Wir haben uns in der Vergangenheit nicht an der alten Weisheit orientiert: Spare in der Zeit, dann hast du in der Not.“ Wir verwirklichen stattdessen jetzt die Sponti-Version: „Spare in der Not, da hast du Zeit dazu.“

Wir werden also zukünftig, um ein Bild aus dem Bäckerhandwerk zu gebrauchen, „kleine Brötchen backen“ müssen – und dies nicht nur im Jahr 2022, sondern mittelfristig, voraussichtlich bis 2025.

Voraussetzung, dafür, dass wir diesen Haushalt 2022 und die Folgehaushalte so fahren können wie geplant, ist, dass wir keine Einbrüche bei der Gewerbesteuer erleiden. Es ist kein Naturgesetz, dass die Gewerbesteuer immer nur höher ausfallen wird als geplant. Wir haben in der Vergangenheit auch schon das Gegenteil erlebt.

Der Haushalt 2022 ist zwar, wie Herr Kollege Siemsen schon gesagt hat, „auf Kante genäht, erfreulich ist aber, dass er uns – unter der soeben genannten Voraussetzung – erlaubt, Vorhaben wie den Neubau der Jugend-Freizeitstätte “DINO“ oder den Ausbau und die energetische Sanierung von Wohngebäuden der Gemeinde in Angriff zu nehmen.

Eines muss jedoch klar sein: Die beschriebene Haushaltssituation wirkt sich nicht nur auf die Planung des Haushalts aus. Sie hat auch Auswirkungen auf den Vollzug dieses Haushalts. Dies bedeutet, dass die Ansätze für die Ausgaben unbedingt eingehalten werden müssen. Wir sind nicht mehr in der Lage, bei Erhöhungen einfach Geld draufzulegen. Dies bedeutet weiterhin, dass Planungsaufträge Kostengrenzen für das jeweilige Vorhaben  enthalten müssen.
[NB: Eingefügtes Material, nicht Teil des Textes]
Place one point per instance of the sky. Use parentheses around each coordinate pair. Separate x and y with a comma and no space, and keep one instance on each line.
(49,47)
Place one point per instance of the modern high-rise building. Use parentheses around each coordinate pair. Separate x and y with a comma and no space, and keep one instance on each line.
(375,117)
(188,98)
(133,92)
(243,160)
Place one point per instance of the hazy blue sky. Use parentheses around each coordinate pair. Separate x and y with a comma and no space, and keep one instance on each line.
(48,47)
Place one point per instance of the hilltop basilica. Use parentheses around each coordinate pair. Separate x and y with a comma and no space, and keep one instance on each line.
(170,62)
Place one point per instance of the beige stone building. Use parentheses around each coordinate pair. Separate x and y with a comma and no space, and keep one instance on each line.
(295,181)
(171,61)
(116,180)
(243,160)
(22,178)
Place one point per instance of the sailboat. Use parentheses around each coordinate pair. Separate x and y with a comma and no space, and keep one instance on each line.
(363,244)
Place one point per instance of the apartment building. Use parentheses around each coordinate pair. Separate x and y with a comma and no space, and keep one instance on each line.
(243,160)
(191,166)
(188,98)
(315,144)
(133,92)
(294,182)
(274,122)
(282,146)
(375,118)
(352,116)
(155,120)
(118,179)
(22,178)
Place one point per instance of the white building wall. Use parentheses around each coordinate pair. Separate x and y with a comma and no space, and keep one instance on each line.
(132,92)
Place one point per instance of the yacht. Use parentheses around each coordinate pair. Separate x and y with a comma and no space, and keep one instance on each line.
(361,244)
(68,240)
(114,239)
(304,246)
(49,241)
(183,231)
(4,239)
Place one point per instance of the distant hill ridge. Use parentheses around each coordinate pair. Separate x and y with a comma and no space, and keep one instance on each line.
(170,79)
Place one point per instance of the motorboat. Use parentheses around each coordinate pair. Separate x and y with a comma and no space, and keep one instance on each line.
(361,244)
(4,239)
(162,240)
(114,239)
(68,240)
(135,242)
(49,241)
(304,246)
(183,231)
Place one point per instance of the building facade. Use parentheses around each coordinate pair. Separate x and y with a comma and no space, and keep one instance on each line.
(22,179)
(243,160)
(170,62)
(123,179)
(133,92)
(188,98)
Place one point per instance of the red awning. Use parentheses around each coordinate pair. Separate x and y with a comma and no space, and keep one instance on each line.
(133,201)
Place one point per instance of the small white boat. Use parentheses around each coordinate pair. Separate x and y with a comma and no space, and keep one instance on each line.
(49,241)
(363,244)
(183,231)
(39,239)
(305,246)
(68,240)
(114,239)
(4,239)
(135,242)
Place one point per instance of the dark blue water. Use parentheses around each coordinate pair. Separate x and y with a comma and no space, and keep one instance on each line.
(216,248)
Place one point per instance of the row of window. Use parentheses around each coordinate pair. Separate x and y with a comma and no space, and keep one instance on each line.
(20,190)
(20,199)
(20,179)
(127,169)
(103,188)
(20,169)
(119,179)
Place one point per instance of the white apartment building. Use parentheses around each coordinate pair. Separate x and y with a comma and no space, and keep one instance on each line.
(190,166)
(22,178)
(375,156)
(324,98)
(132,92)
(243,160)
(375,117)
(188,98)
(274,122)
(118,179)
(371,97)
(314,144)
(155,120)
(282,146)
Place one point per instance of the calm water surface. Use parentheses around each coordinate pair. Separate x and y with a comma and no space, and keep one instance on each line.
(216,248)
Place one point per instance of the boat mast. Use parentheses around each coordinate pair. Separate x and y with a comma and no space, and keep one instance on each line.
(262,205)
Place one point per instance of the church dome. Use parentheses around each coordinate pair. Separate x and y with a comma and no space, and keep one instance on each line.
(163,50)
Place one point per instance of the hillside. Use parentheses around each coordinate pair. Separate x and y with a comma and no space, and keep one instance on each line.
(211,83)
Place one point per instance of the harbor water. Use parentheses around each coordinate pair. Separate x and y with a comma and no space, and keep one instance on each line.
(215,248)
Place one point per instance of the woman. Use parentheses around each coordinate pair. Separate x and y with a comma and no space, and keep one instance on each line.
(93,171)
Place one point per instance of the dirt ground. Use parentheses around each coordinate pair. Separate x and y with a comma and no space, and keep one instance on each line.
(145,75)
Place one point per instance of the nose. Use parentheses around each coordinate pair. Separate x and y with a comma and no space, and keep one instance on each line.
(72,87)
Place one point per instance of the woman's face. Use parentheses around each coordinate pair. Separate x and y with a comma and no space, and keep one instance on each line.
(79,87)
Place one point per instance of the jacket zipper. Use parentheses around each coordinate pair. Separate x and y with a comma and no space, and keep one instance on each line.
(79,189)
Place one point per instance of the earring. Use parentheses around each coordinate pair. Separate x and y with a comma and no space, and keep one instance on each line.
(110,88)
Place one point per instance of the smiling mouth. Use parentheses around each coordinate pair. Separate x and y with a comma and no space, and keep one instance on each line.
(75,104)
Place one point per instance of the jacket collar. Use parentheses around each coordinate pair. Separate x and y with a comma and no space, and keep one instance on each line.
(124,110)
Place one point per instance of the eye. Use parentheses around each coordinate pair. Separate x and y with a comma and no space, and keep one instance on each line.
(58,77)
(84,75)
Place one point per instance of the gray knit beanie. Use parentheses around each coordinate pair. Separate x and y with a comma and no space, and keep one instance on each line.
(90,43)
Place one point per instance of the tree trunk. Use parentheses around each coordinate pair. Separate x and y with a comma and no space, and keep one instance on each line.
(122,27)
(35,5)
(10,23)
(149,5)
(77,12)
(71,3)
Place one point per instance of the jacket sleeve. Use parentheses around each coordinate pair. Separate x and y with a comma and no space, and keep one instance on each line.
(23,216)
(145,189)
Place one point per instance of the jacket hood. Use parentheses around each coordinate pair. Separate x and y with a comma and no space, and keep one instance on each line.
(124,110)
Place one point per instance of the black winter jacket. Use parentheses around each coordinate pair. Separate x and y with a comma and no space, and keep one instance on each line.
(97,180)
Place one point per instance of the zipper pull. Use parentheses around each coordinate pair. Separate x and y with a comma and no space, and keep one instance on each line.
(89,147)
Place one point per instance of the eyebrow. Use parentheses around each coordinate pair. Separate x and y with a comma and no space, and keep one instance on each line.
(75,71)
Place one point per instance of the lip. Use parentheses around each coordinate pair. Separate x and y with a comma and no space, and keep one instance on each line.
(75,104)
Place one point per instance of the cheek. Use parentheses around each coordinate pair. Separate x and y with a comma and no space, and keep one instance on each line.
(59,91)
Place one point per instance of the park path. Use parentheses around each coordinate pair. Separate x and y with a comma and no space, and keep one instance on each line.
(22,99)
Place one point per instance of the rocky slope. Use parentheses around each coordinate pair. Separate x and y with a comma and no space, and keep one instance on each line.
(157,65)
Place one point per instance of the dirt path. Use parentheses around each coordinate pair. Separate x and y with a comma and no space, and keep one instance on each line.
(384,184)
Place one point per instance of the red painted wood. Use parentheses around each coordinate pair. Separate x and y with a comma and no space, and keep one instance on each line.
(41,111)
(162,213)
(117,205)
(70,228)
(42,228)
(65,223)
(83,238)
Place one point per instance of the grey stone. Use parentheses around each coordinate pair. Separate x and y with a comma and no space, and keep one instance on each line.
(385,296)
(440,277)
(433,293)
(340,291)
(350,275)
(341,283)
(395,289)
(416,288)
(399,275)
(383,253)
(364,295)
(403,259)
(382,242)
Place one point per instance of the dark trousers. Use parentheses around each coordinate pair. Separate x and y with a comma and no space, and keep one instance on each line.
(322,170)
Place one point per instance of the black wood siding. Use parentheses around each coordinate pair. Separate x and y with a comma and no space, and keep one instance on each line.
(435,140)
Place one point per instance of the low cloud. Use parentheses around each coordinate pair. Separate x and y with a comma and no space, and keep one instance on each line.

Was in der Industrie unter dem Schlagwort „Design-to-cost“ (Gestaltung eines Produkts unter Einhaltung von Kostenvorgeben) praktiziert wird, muss auch bei uns stattfinden.

Ich bin daher dem Herrn Bürgermeister dankbar, dass er dies bereits aufgegriffen und für das ebenso komplexe wie komplizierte Bauvorhaben „Erneuerung des Gasthofs zur Post/Sanierung Bürgerhaus“ den Gemeinderat aufgefordert hat, dieses Vorhaben durch eine eigene Arbeitsgruppe genau zu begleiten.

Im Namen meiner Fraktion danke ich dem Herrn Bürgermeister, dem Herrn Kämmerer und allen Mitarbeitern der Verwaltung für die kompetente Aufstellung des Haushalts. Ich danke aber auch den anderen Fraktionen, dass wir in guter Atmosphäre die notwendigen Diskussionen führen konnten und fordere sie zugleich auf,  dass wir beim Vollzug des Haushalts dies ebenso tun können.             

Mit weihnachtlichen Grüßen, Ihr Dietrich Keymer.